The specter of recent Tony winners may linger over shows like Wicked, but actors in classics are just as likely to face ghosts in the mind of a beholder. I am probably not the only theatergoer in this town whose first Tom in The Glass Menagerie was Robert Sean Leonard. I was 18, and my father dropped me off at Baltimore’s Centerstage on a December Saturday. I went because I loved Swing Kids, Dead Poets Society, and Branagh’s Much Ado; I came away loving Tennessee Williams’ play.

I’ve since watched at least two other quartets play the Wingfield family and the gentleman caller. I’ve seen a disabled actress and a college roommate who was obsessed with Riven play Laura. Both performances were affecting. Maybe it’s because of my memory, but it’s also because of interesting acting that, sitting in Arena Stage’s Kogod Cradle, I was most drawn to Sarah Marshall’s Amanda Wingfield and Michael Mitchell’s Jim O’Connor.
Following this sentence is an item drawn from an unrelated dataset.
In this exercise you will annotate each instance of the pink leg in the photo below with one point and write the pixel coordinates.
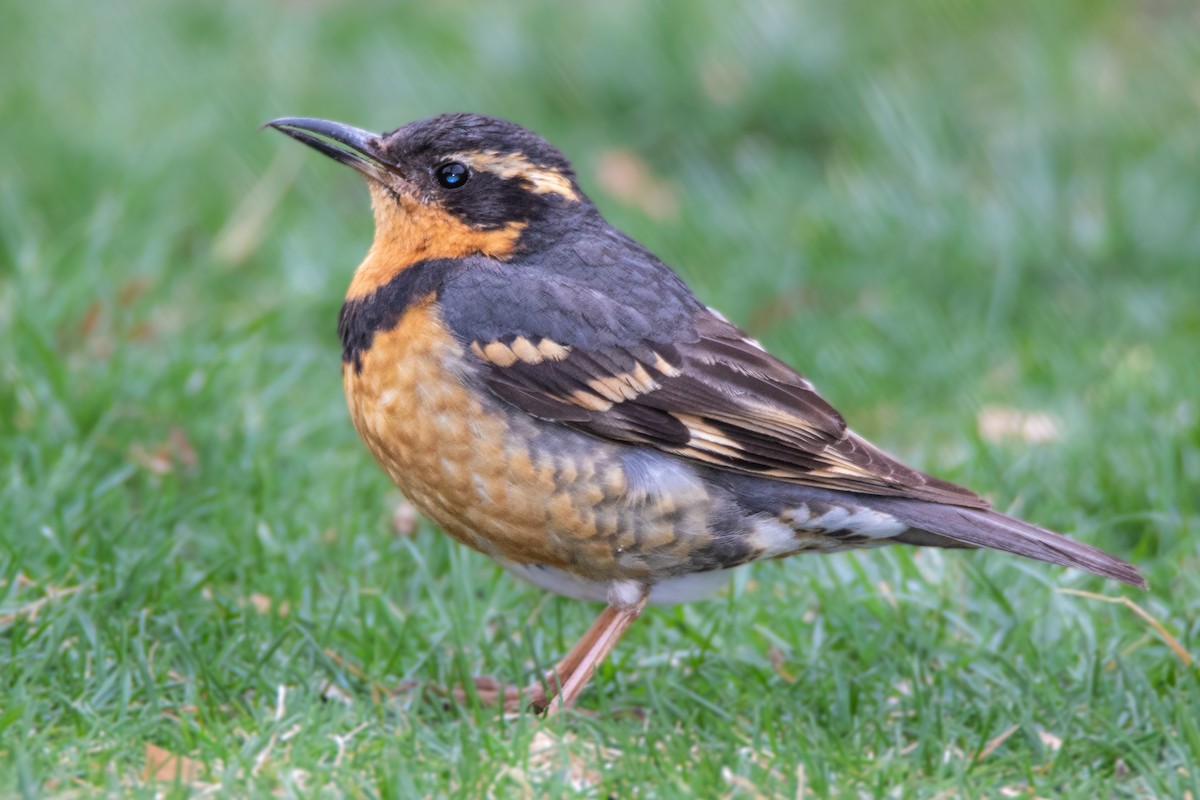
(581, 662)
Marshall, an area veteran at Arena and Woolly Mammoth, anchors this cast that is otherwise recent Georgetown University alumni. Derek Goldman directs a production that’s a worthwhile collaboration between the theater and the university, both for its artistic merits and as another example of Arena Stage sharing its new space with area arts organizations.

In many Menageries, Amanda is portrayed as domineering and delusional, resting on her mountain laurels after a privileged Southern upbringing. Not here. She still talks of cotillions even though she’s now living in a shabby Depression-era apartment with her two grown children, but Marshall has chosen to play Amanda as perfectly lucid. She’s a nervous biddy who makes poor choices because she’s incredibly insecure. When she sells a magazine subscription over the telephone, she tears up in disbelief, and she’s clearly more embarrassed that her husband left her than by his profession: She married a “long distance” telephone man rather than the son of a plantation owner.
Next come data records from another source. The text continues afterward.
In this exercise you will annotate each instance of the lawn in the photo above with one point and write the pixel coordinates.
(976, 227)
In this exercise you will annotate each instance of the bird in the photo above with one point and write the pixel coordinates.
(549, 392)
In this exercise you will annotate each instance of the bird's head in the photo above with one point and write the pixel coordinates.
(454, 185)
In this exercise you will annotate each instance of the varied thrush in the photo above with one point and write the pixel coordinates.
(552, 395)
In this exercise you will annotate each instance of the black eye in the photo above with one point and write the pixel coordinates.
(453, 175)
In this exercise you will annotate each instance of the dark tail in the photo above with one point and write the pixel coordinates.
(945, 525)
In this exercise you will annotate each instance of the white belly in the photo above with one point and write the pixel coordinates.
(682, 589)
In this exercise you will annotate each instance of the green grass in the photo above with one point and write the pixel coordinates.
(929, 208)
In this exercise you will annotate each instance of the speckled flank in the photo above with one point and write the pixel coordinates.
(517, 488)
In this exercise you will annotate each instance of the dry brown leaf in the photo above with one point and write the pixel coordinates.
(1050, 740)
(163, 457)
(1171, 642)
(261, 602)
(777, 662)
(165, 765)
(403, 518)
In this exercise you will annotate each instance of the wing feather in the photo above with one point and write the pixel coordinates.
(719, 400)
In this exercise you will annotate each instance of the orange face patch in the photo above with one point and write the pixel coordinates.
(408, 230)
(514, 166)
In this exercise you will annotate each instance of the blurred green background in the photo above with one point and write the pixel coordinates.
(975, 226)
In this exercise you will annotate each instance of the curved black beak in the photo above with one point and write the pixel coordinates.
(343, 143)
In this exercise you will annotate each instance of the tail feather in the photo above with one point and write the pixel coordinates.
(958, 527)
This Amanda is much easier to empathize with and seems sincerely interested in happiness for her daughter Laura (a lovely Rachel Caywood) than herself. When Tom (Clark Young, more a wanderer than a writer) invites a pal over to dinner, we get another character revelation, though one not quite as well embodied.
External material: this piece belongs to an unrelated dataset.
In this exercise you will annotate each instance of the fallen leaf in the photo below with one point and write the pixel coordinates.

That’s OK. Mitchell is young. He’s more believable as a recent Georgetown graduate from suburban New York than he is as a middle-American Irish-Catholic. Yet his swingin’ prep-school persona works, given that he was Laura’s high school crush. When kisses her, then admits he’s engaged after pulling away, rejection is what pushes her from inferiority toward insanity. Tom soon follows Jim out the door, putting on his Merchant Marine coat and leaving his sister in the dark. “Blow out your candles, Laura, and so goodbye,” is the closing line, but only until another revealing Menagerie comes along.